Cumhurbaşkanı R.T. Erdoğan ile başbakanın çıkışları, devleti kurtaran değil batıran çıkışlar olarak tarihe geçecektir.

Terör örgütü, “çözüm sürecinin yürümemesi” bahanesiyle, her gün asker, polis öldürmekte, Kürtçe okullar açmakta, valiler, kaymakamlar atamakta, polis, zabıta okulları açmakta, yollarda güvenlik uygulamalarından vergi toplamaya, devlete ait bütün kurum ve kuruluşları bürokratlarına kadar tasfiye etmekte, mahkemeler kurmakta, yargı kararları vermekte, sınır boylarında mayın temizliğinden tel örgülerin kaldırılmasına, sistemli Kürt, Ermeni, Süryani, Yahudi göçlerinin yapılmasını organize etmektedir.


Bütün bunlar olurken, onları bu günlere getiren hükümet de çabalarının meyvelerinin yeşermesini gururla seyretmekteyken, hala Suriye’nin işgalinde önerilerinin kale alınmadığı gerekçesiyle çıkışlar yapmaktadır.

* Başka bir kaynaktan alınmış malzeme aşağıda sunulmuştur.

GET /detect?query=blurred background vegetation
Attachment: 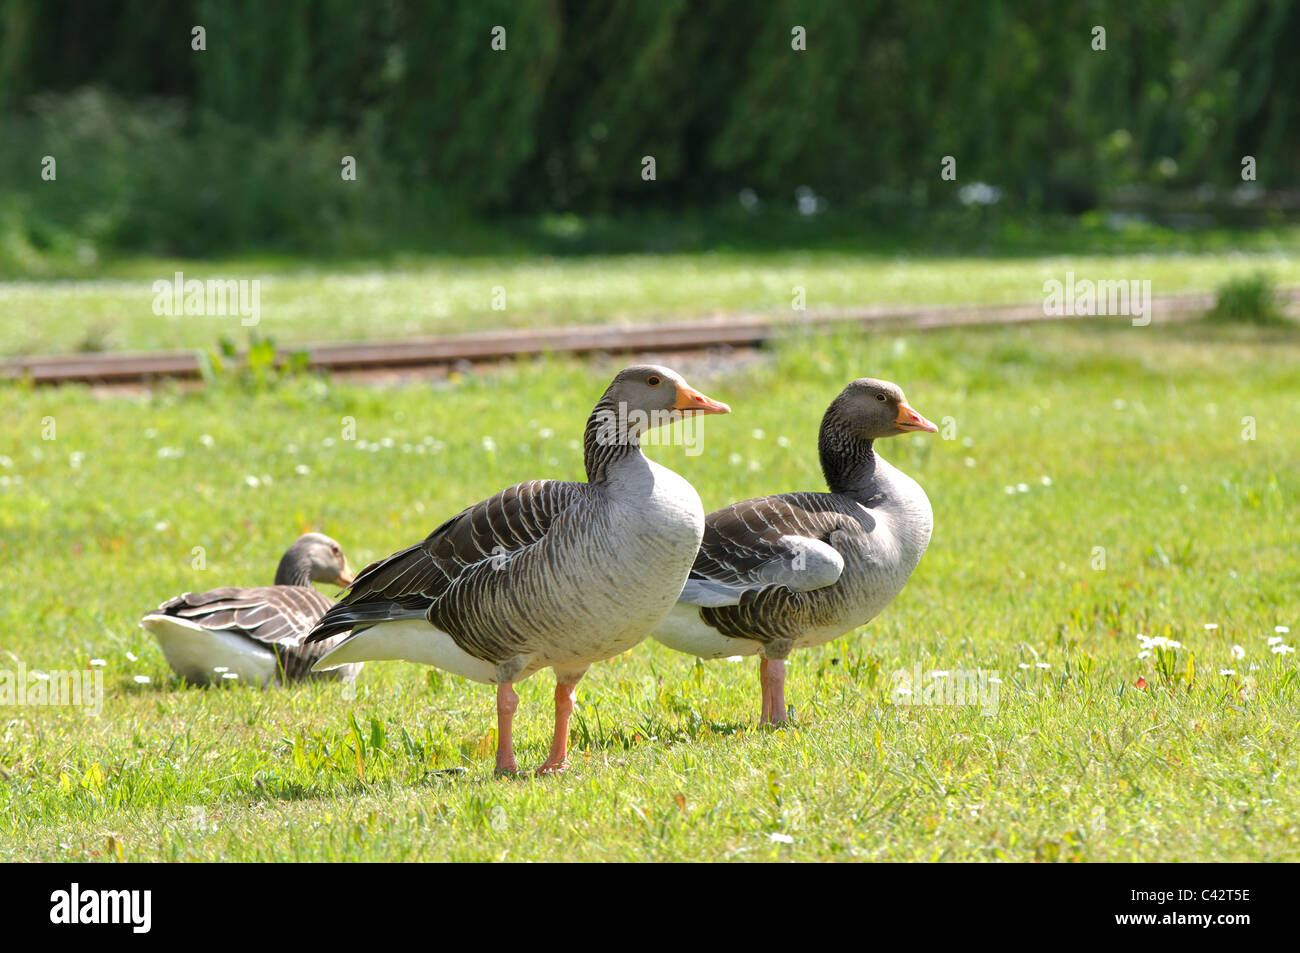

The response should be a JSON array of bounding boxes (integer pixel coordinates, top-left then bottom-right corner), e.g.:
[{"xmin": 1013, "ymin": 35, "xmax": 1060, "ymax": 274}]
[{"xmin": 0, "ymin": 0, "xmax": 1298, "ymax": 272}]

Diğer yandan Rusya’nın, Suriye ve Irak’ın toprak bütünlüğü, Esat rejimi ile işbirliği yapılması önerilerini andıran çıkışları da sanırım ordunun baskısıyla dile getirmektedir.

İsmet paşa ile başlayan, İngiliz-ABD’ye dönsek Rus, Menderes’te olduğu gibi Rus’a dönsek ardımıza İngiliz-ABD haçlı tekmeleri yeme alışkanlığımızdan hala taviz vermemekte de direniyoruz.

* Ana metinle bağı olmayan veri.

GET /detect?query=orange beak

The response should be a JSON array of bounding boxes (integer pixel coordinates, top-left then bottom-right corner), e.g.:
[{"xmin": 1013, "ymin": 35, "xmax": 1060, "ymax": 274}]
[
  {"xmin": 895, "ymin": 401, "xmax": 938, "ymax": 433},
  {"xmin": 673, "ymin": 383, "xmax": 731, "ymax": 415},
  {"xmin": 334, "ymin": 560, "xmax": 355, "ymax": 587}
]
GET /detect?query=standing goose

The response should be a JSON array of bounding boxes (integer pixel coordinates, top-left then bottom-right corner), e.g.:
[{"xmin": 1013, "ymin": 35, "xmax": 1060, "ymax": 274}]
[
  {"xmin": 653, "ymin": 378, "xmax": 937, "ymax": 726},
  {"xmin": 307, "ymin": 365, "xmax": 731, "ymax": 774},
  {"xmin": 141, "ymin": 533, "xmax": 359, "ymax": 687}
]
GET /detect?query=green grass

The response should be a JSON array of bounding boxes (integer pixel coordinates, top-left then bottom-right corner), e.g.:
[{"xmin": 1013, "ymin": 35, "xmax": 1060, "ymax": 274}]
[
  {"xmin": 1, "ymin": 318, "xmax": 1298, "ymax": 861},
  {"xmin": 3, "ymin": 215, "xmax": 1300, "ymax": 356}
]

Hem içeriden, hem dışarıdan böylesine bölücü, yıkıcı, dindar ve kindar bir Haçlı Seferini bu devlet, bu idarecilerle, “sağ-salim” atlatabilir mi?

Bunu halkın olaylara tepkileri belirleyecektir.

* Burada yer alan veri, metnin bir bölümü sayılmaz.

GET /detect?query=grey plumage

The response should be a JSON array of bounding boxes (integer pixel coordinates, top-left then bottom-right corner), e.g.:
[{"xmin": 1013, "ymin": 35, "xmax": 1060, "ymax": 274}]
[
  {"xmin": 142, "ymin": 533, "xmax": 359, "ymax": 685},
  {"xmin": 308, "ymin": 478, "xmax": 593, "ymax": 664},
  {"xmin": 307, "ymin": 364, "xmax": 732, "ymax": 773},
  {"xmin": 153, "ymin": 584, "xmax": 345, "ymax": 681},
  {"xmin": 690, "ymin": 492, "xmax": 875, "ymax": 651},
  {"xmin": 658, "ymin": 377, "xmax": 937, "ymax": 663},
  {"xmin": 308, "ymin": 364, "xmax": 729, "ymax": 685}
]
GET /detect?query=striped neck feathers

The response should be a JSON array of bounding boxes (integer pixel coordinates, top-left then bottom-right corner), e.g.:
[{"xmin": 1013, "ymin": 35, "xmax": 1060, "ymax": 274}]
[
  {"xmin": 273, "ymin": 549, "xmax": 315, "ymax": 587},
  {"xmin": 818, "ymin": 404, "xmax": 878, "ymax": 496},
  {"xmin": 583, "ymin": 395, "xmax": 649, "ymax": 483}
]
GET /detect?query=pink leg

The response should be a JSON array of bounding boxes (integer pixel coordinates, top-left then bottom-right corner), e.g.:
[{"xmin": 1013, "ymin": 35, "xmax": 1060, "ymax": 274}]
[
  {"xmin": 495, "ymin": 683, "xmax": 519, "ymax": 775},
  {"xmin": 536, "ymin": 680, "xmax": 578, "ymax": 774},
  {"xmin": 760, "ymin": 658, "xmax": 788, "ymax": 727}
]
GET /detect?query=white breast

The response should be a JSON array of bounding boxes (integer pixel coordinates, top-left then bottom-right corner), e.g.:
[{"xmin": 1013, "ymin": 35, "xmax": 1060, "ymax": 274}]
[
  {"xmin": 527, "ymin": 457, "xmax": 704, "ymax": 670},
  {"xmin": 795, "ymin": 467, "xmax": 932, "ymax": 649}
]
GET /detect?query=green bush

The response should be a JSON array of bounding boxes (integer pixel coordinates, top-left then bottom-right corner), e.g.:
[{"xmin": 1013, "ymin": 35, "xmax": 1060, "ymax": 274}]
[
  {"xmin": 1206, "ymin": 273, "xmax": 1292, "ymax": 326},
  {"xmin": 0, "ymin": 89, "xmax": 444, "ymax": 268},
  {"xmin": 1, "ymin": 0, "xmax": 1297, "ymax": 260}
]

O tepkiler de hep aynı aydın kesimin çabalarıyla belirli bir kesime hitap edebilen tepkiler olarak kaldığından, halkın ülke ve dünya gerçeklerini görmesi engellendiğinden, halkın yılgınlığından bir tepki gelebilir mi endişesi de yok değil.

Aklıma bir zamanların enkırmanı Reha Muhtar geldi.
Haber programlarını açarken;
“Nerde bu devlet nerde bu millet ?” sloganını kullanırdı.

Her sıkılan bu sloganı bir şekilde kullanırdı.

Ben bile bu sloganı çok kullananlardan birisiydim.

“Nerde bu devlet, nerde bu millet, nerde pijamalarım, nerde benim karılarım?” şeklinde kullanırdım.
Haçlı işgalinin başlamasıyla mabadı kabarmış, işbirlikçi ayrılıkçı, bölücü hareketin iyice azdığı, sistemli demografik yapıya yönelik göçlerin yapıldığı, güvenlik güçlerinin sahipsiz bırakılıp boyunlarının bastırıldığı, hain bürokratların koltukları, çıkarları uğruna her şeyin üstüne yattıkları, halkın şaşkınlaştığı, hainlerin galeyana gelip coştuğu, devletin ise sindiği bu dönemeç, en tehlikeli dönemeçtir. Bunu sağ salim atlatabilirsek büyük  tehlike atlatmış olacağız.


Aslında, sorunun kaynağı tek kutuplu döneme geçiş olan 1980-1990'larda askeri cunta ile Turgut Özal'ın, ABD  derin devleti ile hazırladığı siyasetlerin faturasını ödediğimizi de hepimizin bilmesi, hatırlaması gerekir.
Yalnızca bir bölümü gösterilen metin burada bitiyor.